1b. Approach (from AD-416):
The use of two DNA intercalating dyes (Ethidium Monoazide and Prodidium Monoazide) will be used to degrade DNA from dead cells while not affecting DNA contained in live cells, following treatment, DNA will be extracted and used in qPCR analysis; only DNA from live cells should amplify. Results with and without dye will be compared, parameters optimized and tested in citrus samples expressing various levels of HLB symptoms.
3. Progress Report:
This project is related to Objective 1 of the parent project: Evaluate citrus scion cultivars and advanced selections with potential for commercial use, identifying genotypes that will survive to bear age and produce high quality fruit for the fresh and juice markets. During months 1-4 of the project our objectives were to: 1)Determine suitability of Propidium monoazide quantitative polymerase chain reaction (PMA-qPCR) for distinguishing between living and dead Candidatus Liberibacter asiaticus (CLas) cells in citrus; and 2)validate and compare results of PMA-qPCR with Ethidium Monoazide (EMA)qPCR. We have made significant progress towards meeting each of these objectives. Specificity and efficacy of EMA- and PMA-qPCR were determined using both purified plasmid Deoxyribonucleic Acid (DNA) containing the Candidatus Liberibacter (CLas) DNA target sequence and E. coli cells transformed with the same plasmid. Results with this model system confirm that both EMA and PMA treatments are specific for the CLas target sequence. Amplification of plasmid DNA in qPCR was inhibited 100% by both EMA and PMA. Estimates of live cells using E. coli with EMA or PMA gave similar results of ca. 10% live cells. If cells are heat killed prior to dye treatment, amplification is inhibited 100%. In the course of these experiments we also optimized variables in the protocol to give greatest sensitivity in the assay and the widest working range. We have conducted preliminary tests of EMA- and PMA-qPCR for distinguishing between live and dead cells in citrus seed coat vascular bundles, a tissue known to contain high titers of CLas, and in citrus leaves, both from CLas-inoculated trees in the greenhouse and from Huanglongbing symptomatic trees in the field.
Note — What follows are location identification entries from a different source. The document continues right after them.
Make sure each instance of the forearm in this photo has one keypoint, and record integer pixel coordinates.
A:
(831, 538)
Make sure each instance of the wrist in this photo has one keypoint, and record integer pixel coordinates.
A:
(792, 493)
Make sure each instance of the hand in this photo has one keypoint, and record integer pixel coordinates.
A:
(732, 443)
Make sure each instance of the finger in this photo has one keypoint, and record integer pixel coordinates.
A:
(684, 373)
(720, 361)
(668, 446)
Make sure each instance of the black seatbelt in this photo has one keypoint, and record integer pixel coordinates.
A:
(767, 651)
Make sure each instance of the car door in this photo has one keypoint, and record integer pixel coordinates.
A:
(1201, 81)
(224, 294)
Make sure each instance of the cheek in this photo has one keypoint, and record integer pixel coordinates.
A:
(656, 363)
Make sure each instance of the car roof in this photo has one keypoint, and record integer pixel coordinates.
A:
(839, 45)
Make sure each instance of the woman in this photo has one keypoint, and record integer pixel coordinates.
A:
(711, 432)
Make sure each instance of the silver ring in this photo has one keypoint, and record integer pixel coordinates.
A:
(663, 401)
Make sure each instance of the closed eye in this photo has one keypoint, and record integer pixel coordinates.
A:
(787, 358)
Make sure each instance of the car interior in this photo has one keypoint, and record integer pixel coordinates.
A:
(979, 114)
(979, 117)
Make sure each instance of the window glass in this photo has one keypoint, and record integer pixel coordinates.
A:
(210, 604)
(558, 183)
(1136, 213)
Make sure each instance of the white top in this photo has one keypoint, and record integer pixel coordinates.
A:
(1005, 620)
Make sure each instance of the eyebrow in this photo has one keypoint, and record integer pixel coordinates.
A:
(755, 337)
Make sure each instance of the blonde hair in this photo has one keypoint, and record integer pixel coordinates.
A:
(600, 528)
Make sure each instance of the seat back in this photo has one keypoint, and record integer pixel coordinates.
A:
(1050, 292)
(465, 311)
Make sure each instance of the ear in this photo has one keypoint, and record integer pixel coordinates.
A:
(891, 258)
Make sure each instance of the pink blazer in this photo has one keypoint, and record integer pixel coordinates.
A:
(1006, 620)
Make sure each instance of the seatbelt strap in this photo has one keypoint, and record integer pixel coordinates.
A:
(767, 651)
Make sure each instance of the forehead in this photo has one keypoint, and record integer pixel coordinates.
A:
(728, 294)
DNA extracted from seed coat vascular bundles that had been treated with EMA prior qPCR protocol showed about 25% of the CLas copy number of that in DNA from non-treated seed coat vascular bundles. We compared results of EMA- and PMA-qPCR with citrus leaf samples. We used leaves that expressed a range of Huanglongbing symptoms for these experiments. Samples were collected both from the greenhouse and from the field. Estimates of the number of live CLas cells in leaves treated with EMA were typically less than those obtained using PMA. Over a range of total CLas titers, estimates of live cells averaged 15% based on EMA-qPCR and 50% based on PMA-qPCR.